Joy (it's my middle name)

Friday, 5 August 2011

I dated a guy once, many many moons ago for a very short time, who told me I was delusional for looking on the bright side of life most of the time. It wasn’t reality he said.

We’d just broken up due to the extreme limitations of his dating repertoire; namely eating (but never ever potatoes, which in itself is sacrilege) and fucking. That, and the way his dreadlocks used to grease filth down through all my bed linen grossed me the fuck out.

In his favour, he did have the gruntiest of motorbikes, which thrilled me to pieces riding high-speed pillion over the Rimutakas. But there was just never enough of that and I was craving carbohydrate.

I take joy wherever I can find it, and not just because it’s my middle name. But because bitching and whinging like a victim about the things not so great in life is easy. It’s the weak man's (or woman’s) cheap way out. To amuse myself on a daily basis and make the choice to be happy is SO, SO, SO much more fun.

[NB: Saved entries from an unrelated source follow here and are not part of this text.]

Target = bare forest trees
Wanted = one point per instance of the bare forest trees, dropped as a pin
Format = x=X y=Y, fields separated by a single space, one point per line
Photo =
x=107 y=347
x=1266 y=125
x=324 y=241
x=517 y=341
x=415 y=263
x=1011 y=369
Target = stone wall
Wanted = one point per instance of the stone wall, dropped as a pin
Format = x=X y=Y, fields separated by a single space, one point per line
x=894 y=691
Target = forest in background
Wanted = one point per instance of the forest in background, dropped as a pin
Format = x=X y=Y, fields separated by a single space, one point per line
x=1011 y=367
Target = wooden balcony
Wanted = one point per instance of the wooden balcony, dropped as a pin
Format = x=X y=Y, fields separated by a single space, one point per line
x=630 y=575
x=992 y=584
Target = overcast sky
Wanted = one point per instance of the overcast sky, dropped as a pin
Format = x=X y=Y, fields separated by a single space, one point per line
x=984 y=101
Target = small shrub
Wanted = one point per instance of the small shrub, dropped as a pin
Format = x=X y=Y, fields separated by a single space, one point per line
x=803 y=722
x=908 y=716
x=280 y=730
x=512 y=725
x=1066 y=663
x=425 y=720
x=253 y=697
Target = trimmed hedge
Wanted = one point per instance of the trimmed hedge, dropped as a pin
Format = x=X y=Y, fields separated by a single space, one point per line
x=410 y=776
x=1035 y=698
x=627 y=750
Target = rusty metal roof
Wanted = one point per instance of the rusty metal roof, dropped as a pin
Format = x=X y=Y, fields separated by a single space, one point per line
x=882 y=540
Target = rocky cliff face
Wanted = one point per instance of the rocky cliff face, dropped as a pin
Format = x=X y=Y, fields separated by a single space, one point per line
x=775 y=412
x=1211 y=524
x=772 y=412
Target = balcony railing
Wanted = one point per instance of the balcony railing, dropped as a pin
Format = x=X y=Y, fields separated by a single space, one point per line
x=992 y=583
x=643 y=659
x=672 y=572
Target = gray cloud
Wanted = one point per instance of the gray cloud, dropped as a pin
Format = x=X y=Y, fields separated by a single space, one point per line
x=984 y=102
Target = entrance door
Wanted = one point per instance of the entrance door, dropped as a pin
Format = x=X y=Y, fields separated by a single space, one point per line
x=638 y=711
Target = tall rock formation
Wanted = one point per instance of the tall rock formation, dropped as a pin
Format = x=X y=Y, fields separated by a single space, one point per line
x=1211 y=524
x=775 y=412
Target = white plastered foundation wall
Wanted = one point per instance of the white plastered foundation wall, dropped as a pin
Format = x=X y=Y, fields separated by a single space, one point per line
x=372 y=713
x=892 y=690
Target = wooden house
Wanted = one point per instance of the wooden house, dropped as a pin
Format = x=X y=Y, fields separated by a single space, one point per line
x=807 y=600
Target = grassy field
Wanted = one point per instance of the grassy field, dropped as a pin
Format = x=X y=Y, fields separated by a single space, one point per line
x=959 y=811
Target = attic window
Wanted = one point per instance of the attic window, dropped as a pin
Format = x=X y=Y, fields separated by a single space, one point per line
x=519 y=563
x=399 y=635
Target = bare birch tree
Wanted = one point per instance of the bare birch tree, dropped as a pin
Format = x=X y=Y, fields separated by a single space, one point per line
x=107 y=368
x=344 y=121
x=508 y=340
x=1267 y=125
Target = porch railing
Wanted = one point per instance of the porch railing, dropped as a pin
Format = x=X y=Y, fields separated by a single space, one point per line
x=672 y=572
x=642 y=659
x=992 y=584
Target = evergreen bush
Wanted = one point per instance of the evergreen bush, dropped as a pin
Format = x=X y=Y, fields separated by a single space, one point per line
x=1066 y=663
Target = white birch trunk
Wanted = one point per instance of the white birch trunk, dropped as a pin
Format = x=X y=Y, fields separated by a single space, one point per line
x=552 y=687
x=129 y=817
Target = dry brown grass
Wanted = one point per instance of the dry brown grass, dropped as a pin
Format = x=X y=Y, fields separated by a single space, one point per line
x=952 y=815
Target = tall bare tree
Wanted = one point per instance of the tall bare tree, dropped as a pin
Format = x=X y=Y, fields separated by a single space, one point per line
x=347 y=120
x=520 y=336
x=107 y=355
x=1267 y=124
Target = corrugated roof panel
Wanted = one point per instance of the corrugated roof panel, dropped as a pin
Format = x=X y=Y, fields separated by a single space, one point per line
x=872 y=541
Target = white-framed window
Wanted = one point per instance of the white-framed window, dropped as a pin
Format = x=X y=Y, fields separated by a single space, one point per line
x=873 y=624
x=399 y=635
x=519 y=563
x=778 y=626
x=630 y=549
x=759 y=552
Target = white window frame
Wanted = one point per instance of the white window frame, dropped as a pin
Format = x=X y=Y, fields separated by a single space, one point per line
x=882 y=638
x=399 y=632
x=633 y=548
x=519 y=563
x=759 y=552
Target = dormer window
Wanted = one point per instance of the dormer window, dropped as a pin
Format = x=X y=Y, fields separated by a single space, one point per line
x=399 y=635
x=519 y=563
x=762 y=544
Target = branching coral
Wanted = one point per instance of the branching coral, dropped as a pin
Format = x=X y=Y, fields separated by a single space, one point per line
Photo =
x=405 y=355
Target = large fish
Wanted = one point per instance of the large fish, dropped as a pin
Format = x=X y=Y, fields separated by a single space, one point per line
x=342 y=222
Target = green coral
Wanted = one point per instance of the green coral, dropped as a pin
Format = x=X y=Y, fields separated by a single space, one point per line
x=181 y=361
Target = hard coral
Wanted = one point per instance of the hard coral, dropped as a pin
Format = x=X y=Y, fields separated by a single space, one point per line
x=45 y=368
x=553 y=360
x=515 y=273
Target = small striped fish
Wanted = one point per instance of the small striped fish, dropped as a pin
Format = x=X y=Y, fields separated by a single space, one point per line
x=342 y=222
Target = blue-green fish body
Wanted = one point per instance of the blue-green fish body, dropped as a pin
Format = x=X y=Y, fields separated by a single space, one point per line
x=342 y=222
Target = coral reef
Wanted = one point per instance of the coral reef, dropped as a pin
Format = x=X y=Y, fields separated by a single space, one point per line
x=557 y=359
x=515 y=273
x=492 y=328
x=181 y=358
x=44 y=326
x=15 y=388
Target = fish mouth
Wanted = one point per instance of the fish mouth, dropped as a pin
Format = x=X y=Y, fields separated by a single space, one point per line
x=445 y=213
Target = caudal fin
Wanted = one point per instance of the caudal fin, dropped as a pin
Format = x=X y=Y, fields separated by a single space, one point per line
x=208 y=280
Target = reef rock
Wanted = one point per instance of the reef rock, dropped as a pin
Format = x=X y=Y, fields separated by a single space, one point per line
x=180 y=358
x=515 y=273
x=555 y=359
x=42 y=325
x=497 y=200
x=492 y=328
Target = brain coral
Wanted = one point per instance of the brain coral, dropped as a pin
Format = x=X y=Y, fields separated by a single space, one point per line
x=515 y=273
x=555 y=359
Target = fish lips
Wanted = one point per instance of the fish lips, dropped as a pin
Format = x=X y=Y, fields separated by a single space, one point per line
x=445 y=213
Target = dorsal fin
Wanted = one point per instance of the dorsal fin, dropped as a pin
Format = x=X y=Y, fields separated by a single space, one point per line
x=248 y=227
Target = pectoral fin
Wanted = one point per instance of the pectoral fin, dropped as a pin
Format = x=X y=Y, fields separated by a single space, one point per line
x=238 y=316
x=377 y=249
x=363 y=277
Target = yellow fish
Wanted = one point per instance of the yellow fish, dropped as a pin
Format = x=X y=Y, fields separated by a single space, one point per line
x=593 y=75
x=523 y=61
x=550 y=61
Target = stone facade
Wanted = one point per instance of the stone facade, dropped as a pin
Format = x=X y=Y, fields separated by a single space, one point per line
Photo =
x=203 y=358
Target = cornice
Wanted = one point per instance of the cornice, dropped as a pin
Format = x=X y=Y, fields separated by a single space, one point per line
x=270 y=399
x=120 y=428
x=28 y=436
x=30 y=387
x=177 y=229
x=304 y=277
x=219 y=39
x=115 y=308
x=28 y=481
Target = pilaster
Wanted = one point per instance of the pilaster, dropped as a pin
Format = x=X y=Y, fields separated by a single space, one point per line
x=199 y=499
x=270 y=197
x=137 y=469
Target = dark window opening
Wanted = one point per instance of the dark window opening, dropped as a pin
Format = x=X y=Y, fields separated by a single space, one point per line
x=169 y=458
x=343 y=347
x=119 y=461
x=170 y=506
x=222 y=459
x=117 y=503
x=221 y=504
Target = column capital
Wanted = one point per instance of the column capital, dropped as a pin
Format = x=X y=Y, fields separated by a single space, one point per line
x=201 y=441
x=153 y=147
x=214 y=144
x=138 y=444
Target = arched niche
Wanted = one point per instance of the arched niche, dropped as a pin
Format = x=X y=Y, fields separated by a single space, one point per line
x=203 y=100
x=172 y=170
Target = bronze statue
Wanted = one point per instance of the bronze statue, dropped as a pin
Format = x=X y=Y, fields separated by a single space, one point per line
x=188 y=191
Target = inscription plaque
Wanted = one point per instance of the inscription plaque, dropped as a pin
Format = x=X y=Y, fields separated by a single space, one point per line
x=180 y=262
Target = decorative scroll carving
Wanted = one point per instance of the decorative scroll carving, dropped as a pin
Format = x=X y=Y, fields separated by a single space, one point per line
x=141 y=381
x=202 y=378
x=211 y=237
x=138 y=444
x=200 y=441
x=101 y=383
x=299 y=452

My crowning eureka moment, when I was catapulted forward to meet my whole new life, found me driving round a Petone roundabout - just another ordinary, everyday moment in a 30-year black dog battling lifespan. I was about to bark off down that same road, when suddenly, for no discernable reason, I thought to myself: I wonder what would happen if I purposely chose a different path?

So I concentrated on something else, some happy thought or other, rather than following a life time of embedded habit. And I kept consciously practising, until that was the behaviour defaultly ingrained. I’ve hardly looked in my rear vision mirror since (which might also account for the shocking state of my present truck).

Now, on Saturday mornings during my most-weeks ritual doing what I like to do, I often find myself thinking about joy. While I indulge in delectable finger to spine thrilling touching at Page and Blackmore's, or as the sunshine warms my back on my way to market and my favourite stall.

I don’t know his name. We don’t speak much, except for my good morning cheery hello and his out loud calculations toting up my fruit and vege. But every time without fail, he looks at me and I look at him, and he splits into the most humongous Thai-boy grin you’ve ever seen. His face completely taken over and mine responding helplessly in kind. Yes, I think of joy then too.

It makes me chuckle for the rest of the day, that for a few seconds on a Saturday morning, there are these two great grinning fucken idiots in a crowded carpark sharing a passing moment, with nothing else needing to be said or done.

My deluded reality? Yep, I’ll take that. I recommend it to everyone.